I have an application where I will have a tonnage cylinder and a jack cylinder. The tonnage cylinder will single ended and have a 14" bore. The jack cylinder will have a 5" bore and a 3" rod. This would be approx a 19" bore and a 3" rod. I can put this into RMC Tools and it seems to scale correctly. Will I have trouble with this?
I don’t understand.
- Normally there are two jack cylinders and one tonnage cylinder or one jack cylinder and two tonnage cylinders so the system is symmetrical and it doesn’t bind. You must have some mechanical way of keeping the cylinders from binding.
- Are you saying the tonnage cylinder is a ram? A ram is where there isn’t a rod just a big slug of metal with the diameter as big as the cylinder.
- The areas are additive, not the diameters. The area of the to pistons/rams is
TotalCapArea=(PI/4)*(14^2+5^2)=173.573 sq in.
TotalRodArea=(PI/4)*(5^2-3^2)=12.566 sq in.
EquivCapDia=sqrt(14^2+5^2)=14.8666 inch diameter.
EquivRodDia=sqrt(14^2+3^2)=14.318
The equivalent rod and cap diameters must be entered into the RMCTools scaling wizard. This assumes the tonnage cylinder is a ram, where the rod is effectively the same diameter as the cylinder, and that the jack cylinder will have pressure feedback to measure the opposing force. Given my assumptions are correct there should be no problems.

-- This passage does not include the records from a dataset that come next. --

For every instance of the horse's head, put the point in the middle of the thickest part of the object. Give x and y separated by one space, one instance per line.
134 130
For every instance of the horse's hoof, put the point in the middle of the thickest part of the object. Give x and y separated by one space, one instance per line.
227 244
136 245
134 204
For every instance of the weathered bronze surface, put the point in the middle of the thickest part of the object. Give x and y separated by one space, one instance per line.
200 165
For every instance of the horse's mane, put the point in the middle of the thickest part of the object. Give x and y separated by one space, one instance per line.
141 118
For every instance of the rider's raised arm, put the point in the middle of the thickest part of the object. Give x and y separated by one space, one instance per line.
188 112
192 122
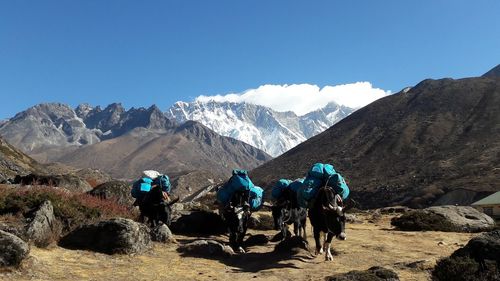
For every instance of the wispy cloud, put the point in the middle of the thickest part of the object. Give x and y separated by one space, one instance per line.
304 98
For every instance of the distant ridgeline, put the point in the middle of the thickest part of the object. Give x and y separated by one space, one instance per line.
427 144
125 142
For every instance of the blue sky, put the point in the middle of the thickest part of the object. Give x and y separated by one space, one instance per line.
158 52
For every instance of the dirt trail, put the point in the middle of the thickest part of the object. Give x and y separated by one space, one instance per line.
368 244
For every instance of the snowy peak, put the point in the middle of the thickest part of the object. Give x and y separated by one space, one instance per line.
272 131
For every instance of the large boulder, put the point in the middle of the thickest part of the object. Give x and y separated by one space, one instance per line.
199 223
206 248
161 233
114 236
43 228
465 263
13 250
375 273
445 218
114 190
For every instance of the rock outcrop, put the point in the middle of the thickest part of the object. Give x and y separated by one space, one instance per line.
43 227
114 236
13 250
478 260
445 218
161 233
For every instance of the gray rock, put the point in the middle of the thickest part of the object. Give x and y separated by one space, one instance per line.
445 218
114 190
485 246
478 260
161 233
375 273
206 248
13 250
114 236
43 228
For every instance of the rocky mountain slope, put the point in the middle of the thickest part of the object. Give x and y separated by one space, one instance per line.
187 148
269 130
410 148
125 142
13 162
46 131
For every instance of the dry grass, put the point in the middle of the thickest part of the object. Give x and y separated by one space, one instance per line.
368 245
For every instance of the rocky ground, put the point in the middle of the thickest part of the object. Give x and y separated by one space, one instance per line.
371 242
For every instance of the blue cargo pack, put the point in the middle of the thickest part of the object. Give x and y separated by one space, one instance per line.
238 182
279 187
296 185
256 194
339 185
164 182
141 187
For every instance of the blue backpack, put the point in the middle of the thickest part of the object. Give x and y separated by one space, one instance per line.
339 185
279 187
164 182
141 187
255 197
239 181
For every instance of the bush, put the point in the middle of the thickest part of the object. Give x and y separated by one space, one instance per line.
71 209
462 269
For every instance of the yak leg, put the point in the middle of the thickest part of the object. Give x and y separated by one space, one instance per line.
319 249
327 247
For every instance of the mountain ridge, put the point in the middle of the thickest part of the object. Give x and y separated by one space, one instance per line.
272 131
409 148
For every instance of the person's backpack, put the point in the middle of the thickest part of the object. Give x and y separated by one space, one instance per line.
141 187
163 182
280 187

This would make a good Friday math quiz.
The jack cylinder is mounted on top of the tonnage cylinder.
Correct it is a ram.
True I was thinking simply. Also the rod of the jack must be subtracted from the area of the “ram”
That’s what I thought.
One other thing. The jack cylinder will be in the circuit all the time. The ram will not. So I am planning on putting the transducers on the jack cylinder. When the ram is out of the circuit my pressure scaling will be off. Should not hurt anything in the process but it could give me some odd numbers for tonnage on the HMI.

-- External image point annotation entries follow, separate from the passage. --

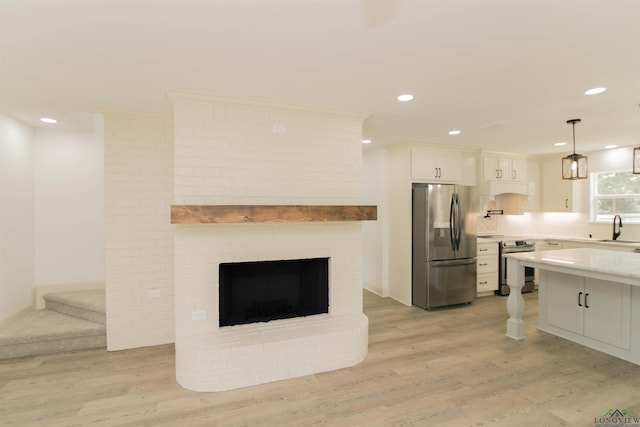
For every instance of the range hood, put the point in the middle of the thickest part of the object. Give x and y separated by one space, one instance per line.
509 197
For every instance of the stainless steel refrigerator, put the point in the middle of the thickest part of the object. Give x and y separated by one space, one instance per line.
444 245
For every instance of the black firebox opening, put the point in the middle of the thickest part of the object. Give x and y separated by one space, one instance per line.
268 290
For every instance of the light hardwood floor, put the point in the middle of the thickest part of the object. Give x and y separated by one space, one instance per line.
448 367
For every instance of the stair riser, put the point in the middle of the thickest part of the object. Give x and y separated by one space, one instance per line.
81 313
53 346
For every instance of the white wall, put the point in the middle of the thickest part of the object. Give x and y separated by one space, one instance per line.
17 239
138 231
69 200
375 239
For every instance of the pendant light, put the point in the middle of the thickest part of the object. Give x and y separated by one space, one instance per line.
574 166
636 159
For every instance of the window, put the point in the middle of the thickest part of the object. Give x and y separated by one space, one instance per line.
615 193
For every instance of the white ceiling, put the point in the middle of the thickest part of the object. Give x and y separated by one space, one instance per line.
507 73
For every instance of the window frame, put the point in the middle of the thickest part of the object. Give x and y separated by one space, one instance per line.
594 215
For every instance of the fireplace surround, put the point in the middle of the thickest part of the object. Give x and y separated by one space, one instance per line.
256 181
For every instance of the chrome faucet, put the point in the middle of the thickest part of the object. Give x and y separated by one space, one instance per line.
616 234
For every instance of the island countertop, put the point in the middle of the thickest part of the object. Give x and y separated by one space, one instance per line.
608 264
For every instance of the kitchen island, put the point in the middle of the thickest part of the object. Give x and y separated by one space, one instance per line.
589 296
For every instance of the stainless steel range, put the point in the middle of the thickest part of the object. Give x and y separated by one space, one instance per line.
510 247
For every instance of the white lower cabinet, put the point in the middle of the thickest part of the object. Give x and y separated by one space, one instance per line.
592 309
488 264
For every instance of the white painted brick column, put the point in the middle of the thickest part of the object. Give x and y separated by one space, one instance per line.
243 152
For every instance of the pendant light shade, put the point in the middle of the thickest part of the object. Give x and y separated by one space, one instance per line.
574 166
636 160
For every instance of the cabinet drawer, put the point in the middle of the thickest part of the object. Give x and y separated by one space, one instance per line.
488 248
487 264
487 282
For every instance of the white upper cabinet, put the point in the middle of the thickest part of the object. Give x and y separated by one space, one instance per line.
502 168
436 165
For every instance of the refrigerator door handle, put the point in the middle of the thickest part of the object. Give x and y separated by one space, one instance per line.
452 222
449 262
458 222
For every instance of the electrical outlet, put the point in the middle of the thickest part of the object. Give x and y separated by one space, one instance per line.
279 129
199 315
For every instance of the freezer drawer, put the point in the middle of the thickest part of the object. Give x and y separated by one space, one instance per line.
448 283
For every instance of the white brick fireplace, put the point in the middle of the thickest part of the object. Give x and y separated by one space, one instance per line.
230 152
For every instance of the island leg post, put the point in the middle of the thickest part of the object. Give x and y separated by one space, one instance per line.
515 302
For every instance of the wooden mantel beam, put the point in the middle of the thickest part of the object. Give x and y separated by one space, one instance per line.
220 214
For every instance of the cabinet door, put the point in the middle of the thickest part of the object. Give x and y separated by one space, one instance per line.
490 168
436 166
504 168
517 169
607 312
556 192
564 300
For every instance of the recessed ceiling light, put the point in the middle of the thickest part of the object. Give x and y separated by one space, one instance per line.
595 91
406 97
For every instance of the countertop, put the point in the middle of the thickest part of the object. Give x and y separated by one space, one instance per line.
603 242
613 265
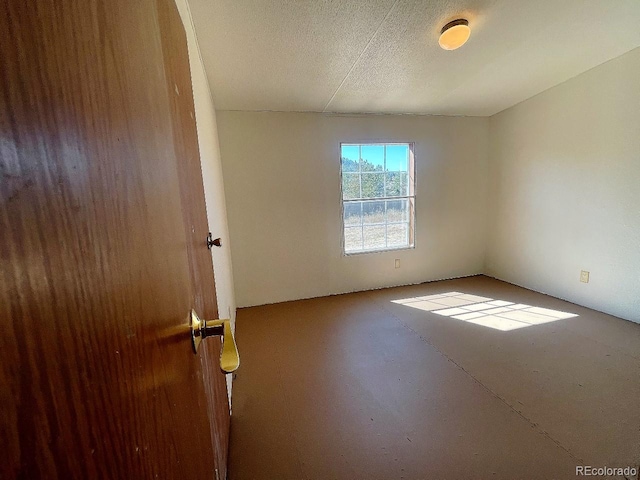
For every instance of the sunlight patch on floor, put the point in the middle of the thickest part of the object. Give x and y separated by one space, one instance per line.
498 314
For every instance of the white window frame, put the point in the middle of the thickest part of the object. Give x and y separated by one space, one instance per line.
410 198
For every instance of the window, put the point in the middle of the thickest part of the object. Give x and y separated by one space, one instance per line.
378 196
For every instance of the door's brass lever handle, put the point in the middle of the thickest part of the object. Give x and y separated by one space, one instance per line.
200 329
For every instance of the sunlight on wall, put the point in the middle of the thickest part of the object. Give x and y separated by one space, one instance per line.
498 314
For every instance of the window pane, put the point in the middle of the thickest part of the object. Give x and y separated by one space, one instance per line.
350 155
352 239
397 235
374 176
373 212
353 213
398 158
397 184
374 237
372 185
372 158
350 185
397 210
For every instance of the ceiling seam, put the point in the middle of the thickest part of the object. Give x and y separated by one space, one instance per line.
360 56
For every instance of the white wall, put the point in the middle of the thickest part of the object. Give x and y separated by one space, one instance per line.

Should I setup dual scales for tonnage feedback? One for the jack and one for both.
In previous systems the tonnage cylinders were open to a fill tank using a fill valve. This way the servo valve only needed to supply oil to the jack cylinders when the press was closing. This allowed for faster closing speeds. Eventually the fill valve must be closed and the servo valve pressurizes the jack and tonnage cylinders. This should be done just before the press closes and starts to pressurize. If the fill valve closes too early then time is wasted as the press closes at a slower speed. If the fill valve closes after the jack cylinder starts to pressurize then the jack cylinder will depressurize into the tonnage cylinder. This just doesn’t look good on the graph. The user program makes it easy to enable an output to close the fill valve and to have the servo valve fill both the jack and the tonnage cylinders. This can be done when a position is reached and/or a pressure condition is met.

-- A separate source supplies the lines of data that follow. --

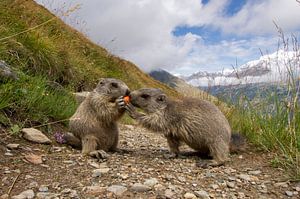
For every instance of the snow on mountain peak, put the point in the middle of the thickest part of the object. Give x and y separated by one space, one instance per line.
273 67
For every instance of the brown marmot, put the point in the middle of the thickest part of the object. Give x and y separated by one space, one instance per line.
93 127
198 123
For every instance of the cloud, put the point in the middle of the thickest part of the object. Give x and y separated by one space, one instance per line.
142 31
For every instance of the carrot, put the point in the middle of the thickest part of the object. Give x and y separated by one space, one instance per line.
126 99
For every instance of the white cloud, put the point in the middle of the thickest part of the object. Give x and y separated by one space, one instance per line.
141 31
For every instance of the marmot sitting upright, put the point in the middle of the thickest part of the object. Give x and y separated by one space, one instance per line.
93 127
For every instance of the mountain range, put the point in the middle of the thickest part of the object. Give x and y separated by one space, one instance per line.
271 68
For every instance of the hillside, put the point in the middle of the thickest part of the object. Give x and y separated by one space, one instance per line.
52 60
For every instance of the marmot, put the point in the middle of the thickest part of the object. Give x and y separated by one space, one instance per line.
93 127
198 123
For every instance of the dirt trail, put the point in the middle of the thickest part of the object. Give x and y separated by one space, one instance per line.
145 170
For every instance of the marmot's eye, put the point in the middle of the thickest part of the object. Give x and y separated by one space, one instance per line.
145 96
115 85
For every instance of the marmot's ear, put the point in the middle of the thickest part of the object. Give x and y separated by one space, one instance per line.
161 98
101 81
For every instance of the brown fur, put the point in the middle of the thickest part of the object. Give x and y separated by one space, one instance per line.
198 123
93 126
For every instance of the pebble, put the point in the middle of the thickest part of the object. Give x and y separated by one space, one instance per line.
230 184
35 135
43 188
189 196
33 185
138 187
202 194
244 177
281 184
28 194
118 190
289 193
169 193
95 190
214 186
257 172
46 195
4 196
151 182
13 146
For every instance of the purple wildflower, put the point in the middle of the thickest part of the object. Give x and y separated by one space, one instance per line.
59 137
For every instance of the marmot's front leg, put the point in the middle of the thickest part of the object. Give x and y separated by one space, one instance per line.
174 144
89 147
130 109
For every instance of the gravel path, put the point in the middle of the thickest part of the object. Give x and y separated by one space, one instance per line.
144 169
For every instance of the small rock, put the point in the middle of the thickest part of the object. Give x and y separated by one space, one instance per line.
28 194
189 196
257 172
99 172
118 190
169 193
151 182
94 164
43 189
80 96
46 195
138 187
74 194
35 135
12 146
214 186
95 190
230 184
202 194
281 184
244 177
34 159
28 177
4 196
33 185
289 193
241 195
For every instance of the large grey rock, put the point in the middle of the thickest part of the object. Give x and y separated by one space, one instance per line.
6 72
80 96
28 194
118 190
35 135
138 187
202 194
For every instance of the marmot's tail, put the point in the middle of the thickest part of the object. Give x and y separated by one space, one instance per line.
68 138
238 143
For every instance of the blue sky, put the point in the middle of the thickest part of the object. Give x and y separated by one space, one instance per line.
183 36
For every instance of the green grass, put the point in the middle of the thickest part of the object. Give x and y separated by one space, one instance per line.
273 125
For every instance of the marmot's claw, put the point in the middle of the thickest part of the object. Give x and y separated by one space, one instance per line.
99 154
120 102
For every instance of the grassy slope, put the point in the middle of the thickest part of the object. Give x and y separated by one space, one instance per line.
49 54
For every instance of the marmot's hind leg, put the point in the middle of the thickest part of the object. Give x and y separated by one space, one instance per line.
219 152
73 141
174 144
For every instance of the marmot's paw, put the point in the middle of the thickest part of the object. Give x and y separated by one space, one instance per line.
60 138
99 154
208 163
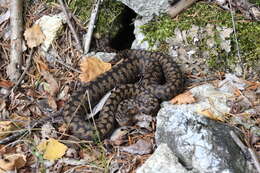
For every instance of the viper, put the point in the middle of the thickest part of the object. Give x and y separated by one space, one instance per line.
142 80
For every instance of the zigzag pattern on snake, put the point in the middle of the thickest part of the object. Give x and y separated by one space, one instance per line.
142 80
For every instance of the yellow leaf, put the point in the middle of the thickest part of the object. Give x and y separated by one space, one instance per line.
52 149
208 113
34 36
184 98
5 128
12 162
92 67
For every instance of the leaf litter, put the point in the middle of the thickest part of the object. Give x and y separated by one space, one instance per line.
46 85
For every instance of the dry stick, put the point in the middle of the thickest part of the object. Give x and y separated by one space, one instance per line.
28 64
235 34
246 150
32 125
91 25
179 7
72 29
61 62
16 22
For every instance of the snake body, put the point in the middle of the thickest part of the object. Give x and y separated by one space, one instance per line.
142 80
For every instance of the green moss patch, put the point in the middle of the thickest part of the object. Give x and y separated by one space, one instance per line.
201 14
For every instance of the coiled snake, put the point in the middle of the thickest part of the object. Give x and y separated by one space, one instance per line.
160 80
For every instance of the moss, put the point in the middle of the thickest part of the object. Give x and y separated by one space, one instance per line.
201 14
109 14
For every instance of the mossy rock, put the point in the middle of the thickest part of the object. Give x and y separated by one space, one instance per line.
201 14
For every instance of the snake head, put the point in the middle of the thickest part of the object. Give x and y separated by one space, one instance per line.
126 112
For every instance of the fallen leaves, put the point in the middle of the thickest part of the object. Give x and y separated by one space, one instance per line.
34 36
6 84
52 149
5 128
92 67
185 98
141 147
12 162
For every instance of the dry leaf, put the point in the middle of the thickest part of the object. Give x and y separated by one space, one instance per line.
184 98
92 67
34 36
52 149
6 84
12 162
208 113
5 128
20 120
141 147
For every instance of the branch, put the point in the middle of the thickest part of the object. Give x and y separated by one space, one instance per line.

The picture shows a press with on jack cylinder and two tonnage cylinders or two jack cylinders and one tonnage cylinder. It has been awhile so I have forgotten. One can see the press closing at high speed until about 10 seconds. At that point the press was close to being closed. At this point we closed the fill valve and slowed down the press closing speed because now the servo valve had to fill both the jack and the tonnage cylinders. At about 13 seconds the press is finally closed and pressurizing. This takes a while because the servo valve must pressurize the tonnage cylinder. One can see it takes considerable control output ( green ) to pressurize the tonnage cylinder. At 1500 psi the press switched to pressure control mode where the pressure PID takes over. Target pressure was ramped up nicely using s curves to 2000 psi. Notice there is little error between the target and actual pressure. Most of the control output came from the pressure feed forwards. As far a I know we are the only ones that offer feed forwards for pressure. After a couple seconds at 2000 psi the pressure was reduced slowly. In this application the pressure couldn’t be released quickly because and trapped air bubbles would explode and cause little pits in them material After depressurizing the pressure was applied again. This removed the air from the material. Anywhere from 2 to 7 ‘bump’ cycles were used.
All the sequecing was controlled using the RMC100’s step tables.
What are some of the brands and models of transducers that work best. I have a customer the is spec <1ms rise time and .1%fs and manifold mount. Can you get close.
I just added a topic for pressure transducers: Pressure Transducers
The Bosch HM18 and Ashcroft G2 look pretty good.